The Right to be forgotten: An Accused is entitled to Redact His Name from Court Orders Once Acquitted, says the Madras High Court
By Ruzela Da Cruz
The ‘Right to be Forgotten’ is the right to have the personal information of a person which is publicly available to be lawfully removed from public records including the internet. The Madras High Court recently made an important observation regarding this essential Right to be forgotten. Justice N Anand Venkatesh observed that a person who is accused of any offense and is later acquitted of all such charges is entitled to have his name redacted from the court orders/judgement related to the offense that he was accused of, so as to protect his right to privacy.
This observation was made by the Madras High Court while deciding a petition filed by a person to have his name redacted from the court’s Judgement after having been acquitted of the charges of Cheating (Section 417) and Rape (Section 376) under the Indian Penal Code 1860.

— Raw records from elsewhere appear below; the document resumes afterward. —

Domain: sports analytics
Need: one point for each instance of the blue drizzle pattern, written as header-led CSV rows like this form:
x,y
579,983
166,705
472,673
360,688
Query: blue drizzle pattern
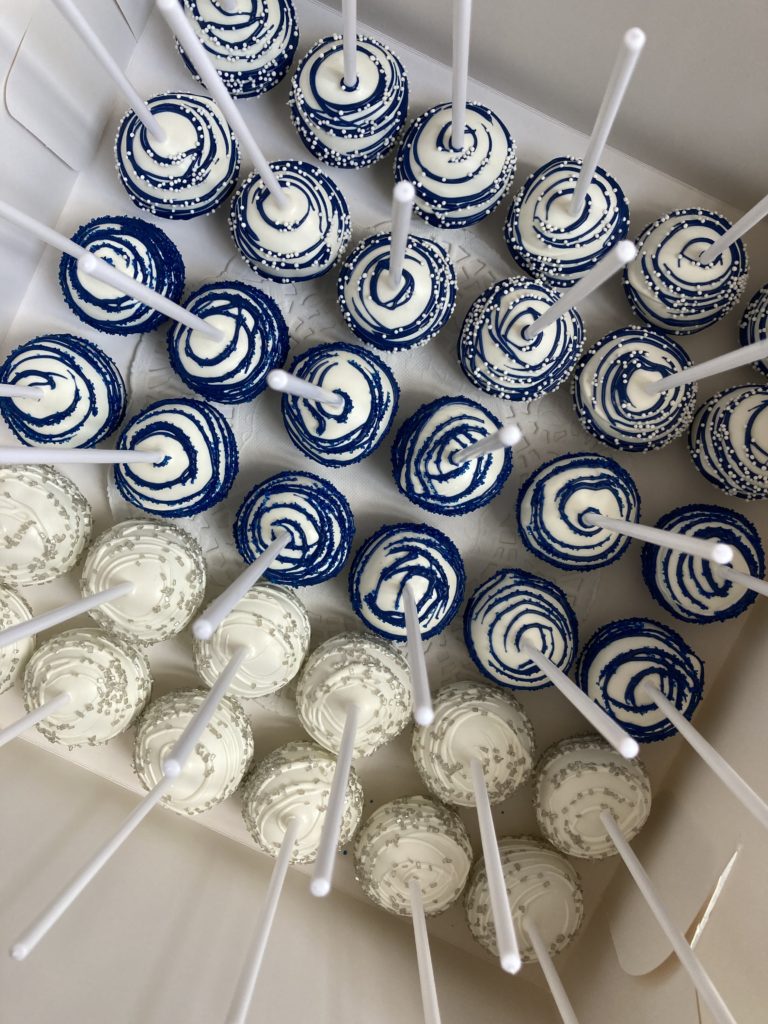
x,y
254,341
553,502
312,512
389,320
622,656
391,557
422,455
496,356
83,392
188,174
199,458
666,284
513,608
690,588
135,247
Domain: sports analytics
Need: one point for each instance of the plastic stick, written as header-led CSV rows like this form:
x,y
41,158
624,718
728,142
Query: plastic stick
x,y
206,625
116,73
710,550
617,257
727,775
324,865
462,22
423,956
506,940
598,719
685,954
244,993
629,51
423,711
62,614
184,33
742,225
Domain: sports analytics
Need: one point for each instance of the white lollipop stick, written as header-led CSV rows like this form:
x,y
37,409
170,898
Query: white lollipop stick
x,y
403,195
727,775
598,719
279,380
462,19
423,956
629,51
506,940
683,951
174,763
556,987
423,711
27,721
617,257
244,993
116,73
507,436
62,614
710,550
182,30
742,225
324,865
206,625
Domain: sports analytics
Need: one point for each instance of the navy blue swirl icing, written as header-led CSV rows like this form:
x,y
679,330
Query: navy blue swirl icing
x,y
496,356
192,171
690,588
83,392
135,247
609,393
254,340
393,320
199,460
314,514
513,608
425,445
339,436
299,245
543,237
622,656
455,188
251,47
343,126
667,285
555,500
395,555
728,440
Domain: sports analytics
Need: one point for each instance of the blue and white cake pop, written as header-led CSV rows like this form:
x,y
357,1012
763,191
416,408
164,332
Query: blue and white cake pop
x,y
692,589
551,244
611,396
625,656
315,516
457,187
668,286
728,440
498,358
341,435
554,506
349,126
394,556
426,445
297,244
253,340
137,248
251,46
514,608
81,393
189,172
197,458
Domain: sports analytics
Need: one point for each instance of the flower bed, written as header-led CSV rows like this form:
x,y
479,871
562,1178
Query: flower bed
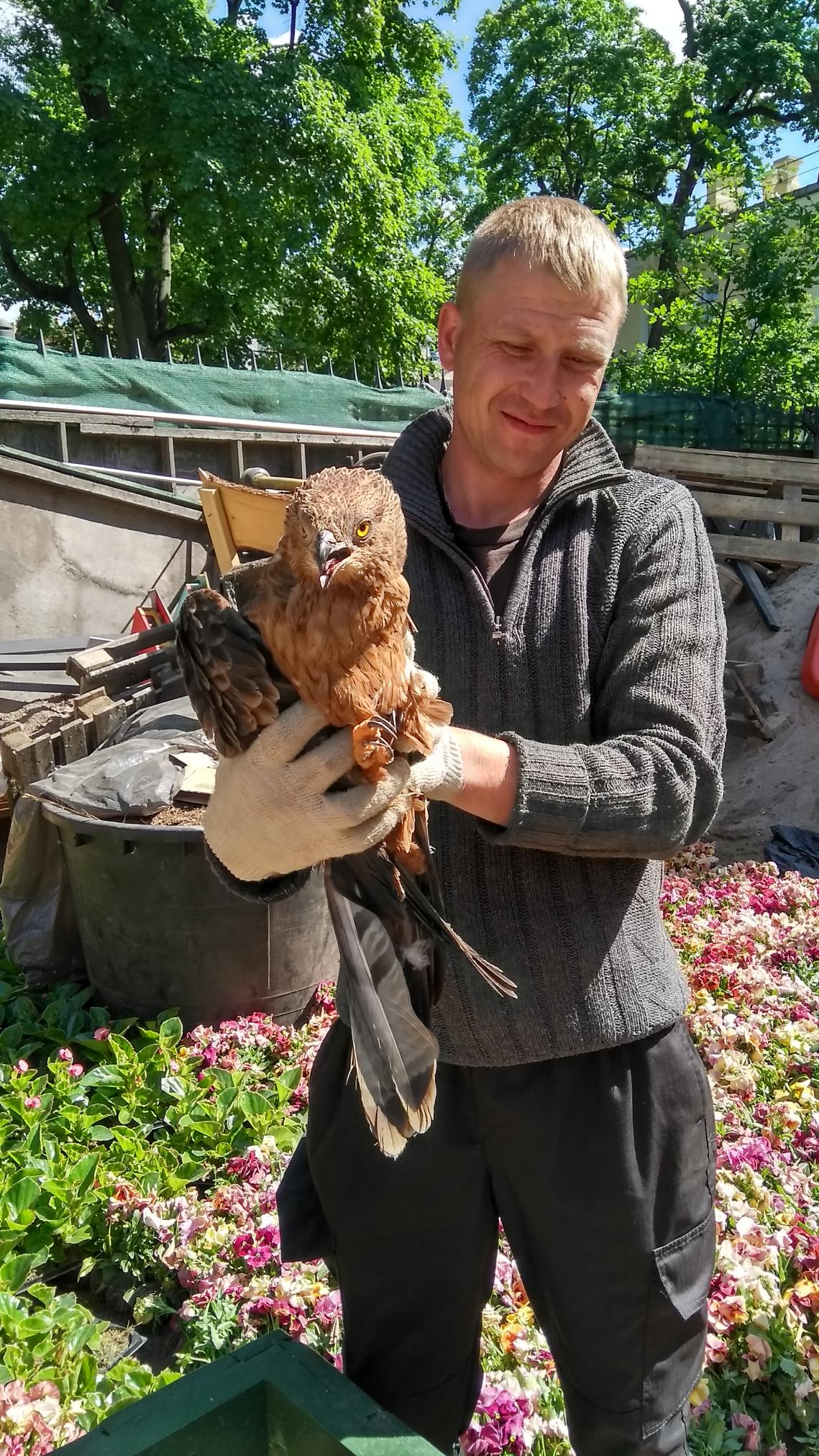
x,y
153,1162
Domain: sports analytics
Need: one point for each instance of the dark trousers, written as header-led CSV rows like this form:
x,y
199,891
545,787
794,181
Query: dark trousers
x,y
600,1167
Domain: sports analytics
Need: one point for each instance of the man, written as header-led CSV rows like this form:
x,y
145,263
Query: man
x,y
571,612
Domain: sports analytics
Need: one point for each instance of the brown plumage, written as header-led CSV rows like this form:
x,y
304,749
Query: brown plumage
x,y
329,619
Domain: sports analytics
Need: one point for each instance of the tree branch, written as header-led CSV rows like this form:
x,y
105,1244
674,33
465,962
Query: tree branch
x,y
25,281
180,331
690,48
79,306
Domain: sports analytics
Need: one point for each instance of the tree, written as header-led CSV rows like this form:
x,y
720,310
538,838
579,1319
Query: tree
x,y
580,98
168,178
569,99
742,321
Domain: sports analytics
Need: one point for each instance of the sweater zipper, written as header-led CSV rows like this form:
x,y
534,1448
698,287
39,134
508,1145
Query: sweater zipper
x,y
498,632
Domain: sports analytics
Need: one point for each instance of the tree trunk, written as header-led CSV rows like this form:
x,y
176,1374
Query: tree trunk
x,y
672,236
156,281
129,318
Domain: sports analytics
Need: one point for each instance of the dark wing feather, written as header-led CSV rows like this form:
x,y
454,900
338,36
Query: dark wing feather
x,y
393,1052
375,877
227,672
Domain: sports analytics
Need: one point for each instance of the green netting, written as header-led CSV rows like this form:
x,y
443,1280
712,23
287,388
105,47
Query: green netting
x,y
190,389
321,399
695,421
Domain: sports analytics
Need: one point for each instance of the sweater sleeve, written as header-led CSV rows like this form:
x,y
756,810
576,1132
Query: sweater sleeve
x,y
651,782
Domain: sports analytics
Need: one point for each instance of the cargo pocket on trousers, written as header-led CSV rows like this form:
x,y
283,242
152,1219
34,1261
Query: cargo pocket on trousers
x,y
675,1322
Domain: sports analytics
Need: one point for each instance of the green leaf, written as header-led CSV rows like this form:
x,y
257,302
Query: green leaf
x,y
15,1271
104,1076
21,1197
255,1106
170,1033
83,1174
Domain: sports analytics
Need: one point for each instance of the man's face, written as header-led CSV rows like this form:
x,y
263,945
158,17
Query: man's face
x,y
529,360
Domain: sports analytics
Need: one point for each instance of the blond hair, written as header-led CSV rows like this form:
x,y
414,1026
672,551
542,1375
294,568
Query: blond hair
x,y
557,235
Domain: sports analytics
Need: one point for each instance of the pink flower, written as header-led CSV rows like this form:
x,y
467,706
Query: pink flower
x,y
749,1426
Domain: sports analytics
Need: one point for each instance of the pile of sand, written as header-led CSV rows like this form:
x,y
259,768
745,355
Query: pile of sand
x,y
773,782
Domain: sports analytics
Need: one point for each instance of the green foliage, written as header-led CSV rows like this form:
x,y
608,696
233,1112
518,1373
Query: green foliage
x,y
571,99
582,99
736,314
160,1120
166,178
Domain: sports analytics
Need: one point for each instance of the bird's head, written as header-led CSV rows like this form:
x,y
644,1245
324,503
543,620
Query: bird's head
x,y
345,527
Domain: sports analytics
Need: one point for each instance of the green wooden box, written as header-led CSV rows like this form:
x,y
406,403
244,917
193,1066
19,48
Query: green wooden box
x,y
270,1398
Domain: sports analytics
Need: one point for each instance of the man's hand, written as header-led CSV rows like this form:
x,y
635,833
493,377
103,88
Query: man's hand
x,y
467,769
271,813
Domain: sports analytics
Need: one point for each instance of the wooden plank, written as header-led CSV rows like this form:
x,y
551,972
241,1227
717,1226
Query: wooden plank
x,y
105,718
44,645
790,511
112,426
752,548
792,496
237,459
168,458
255,519
21,663
119,648
723,465
134,670
216,520
73,740
27,759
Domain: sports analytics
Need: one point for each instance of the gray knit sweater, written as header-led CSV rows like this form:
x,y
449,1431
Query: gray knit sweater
x,y
605,673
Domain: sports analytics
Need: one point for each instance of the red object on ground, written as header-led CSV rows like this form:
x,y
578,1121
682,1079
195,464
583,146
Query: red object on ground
x,y
809,673
153,615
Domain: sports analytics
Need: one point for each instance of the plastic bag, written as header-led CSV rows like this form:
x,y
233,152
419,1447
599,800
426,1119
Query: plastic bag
x,y
35,898
133,775
125,779
795,850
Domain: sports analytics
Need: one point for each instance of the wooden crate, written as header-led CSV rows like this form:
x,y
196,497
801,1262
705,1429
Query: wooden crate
x,y
732,487
240,517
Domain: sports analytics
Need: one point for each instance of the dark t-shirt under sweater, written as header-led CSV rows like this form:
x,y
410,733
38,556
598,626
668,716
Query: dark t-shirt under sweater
x,y
493,550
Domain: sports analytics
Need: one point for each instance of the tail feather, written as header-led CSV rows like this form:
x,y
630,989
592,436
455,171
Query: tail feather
x,y
431,918
393,1053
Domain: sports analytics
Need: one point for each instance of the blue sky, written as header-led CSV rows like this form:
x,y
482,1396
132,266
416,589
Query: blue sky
x,y
662,15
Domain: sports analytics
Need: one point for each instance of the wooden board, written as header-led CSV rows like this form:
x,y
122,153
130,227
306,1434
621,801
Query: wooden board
x,y
729,466
255,517
216,520
736,507
754,548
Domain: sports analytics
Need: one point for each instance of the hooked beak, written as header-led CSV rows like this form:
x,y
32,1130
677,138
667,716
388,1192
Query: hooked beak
x,y
329,555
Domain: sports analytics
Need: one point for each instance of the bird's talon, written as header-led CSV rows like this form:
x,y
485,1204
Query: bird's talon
x,y
372,753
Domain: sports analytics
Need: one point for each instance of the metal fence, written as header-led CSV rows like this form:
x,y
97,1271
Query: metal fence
x,y
695,421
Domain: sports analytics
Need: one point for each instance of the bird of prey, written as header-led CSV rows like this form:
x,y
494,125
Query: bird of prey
x,y
328,621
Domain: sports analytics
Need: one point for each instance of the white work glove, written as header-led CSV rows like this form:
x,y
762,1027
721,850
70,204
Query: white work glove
x,y
441,773
271,814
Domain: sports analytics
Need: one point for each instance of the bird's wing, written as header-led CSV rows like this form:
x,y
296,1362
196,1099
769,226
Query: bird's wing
x,y
227,672
393,1052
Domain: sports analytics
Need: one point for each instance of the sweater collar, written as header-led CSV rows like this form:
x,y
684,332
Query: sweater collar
x,y
412,466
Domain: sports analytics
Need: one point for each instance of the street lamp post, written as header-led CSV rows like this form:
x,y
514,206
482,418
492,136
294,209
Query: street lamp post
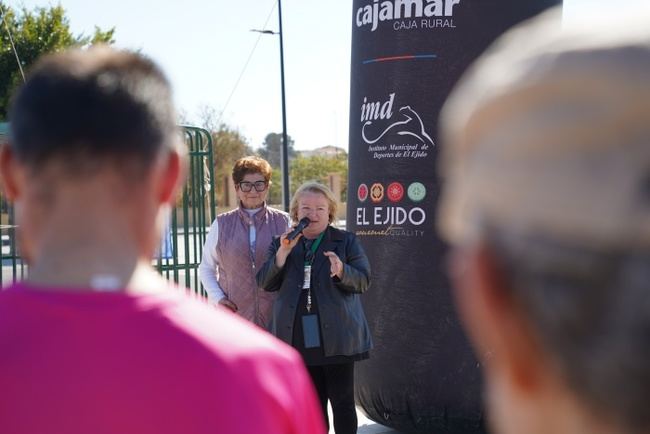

The contention of the petitioner was that even though he had been acquitted of all charges, a Google search of his name led to accessing the concerned judgement of the Madras High Court wherein he had been referred to as the accused. According to the petitioner, this had impacted his reputation in society. Hence he filed this petition for his name to be redacted from the said judgement.
The Madras High Court while making the said observation relied on the historic judgement of K.S.Puttaswamy vs Union of India (2017) 10 SCC 1 wherein the Supreme Court of India held that the Right to Privacy is a fundamental right protected under Article 21 of the Indian Constitution. In light of this, the Madras High Court opined that the Petitioner was entitled to have his name redacted from the Court judgement in order to protect his Right to Privacy.
The Madras High Court also took into consideration a recent decision of the Delhi High Court wherein the Delhi High court upheld the right to be forgotten as part of the Right to Privacy. In this case, the court granted interim relief to an American citizen of Indian origin who had been acquitted of criminal charges under the NDPS Act 1985, by directing Google and Indian Kanoon to remove/block the judgement copy available online as it could cause irreparable damage to his social life and career prospects.
Further, the Madras High Court also made a mention of the Personal Data Protection Bill 2019 which when brought into force would help in protecting the data and privacy of a person. The Court has also asked the members of the Bar to assist it, with regard to this issue, as it was the first time that such a matter had come up before the Madras High Court for adjudication. The matter has been listed for final arguments on 28th July 2021.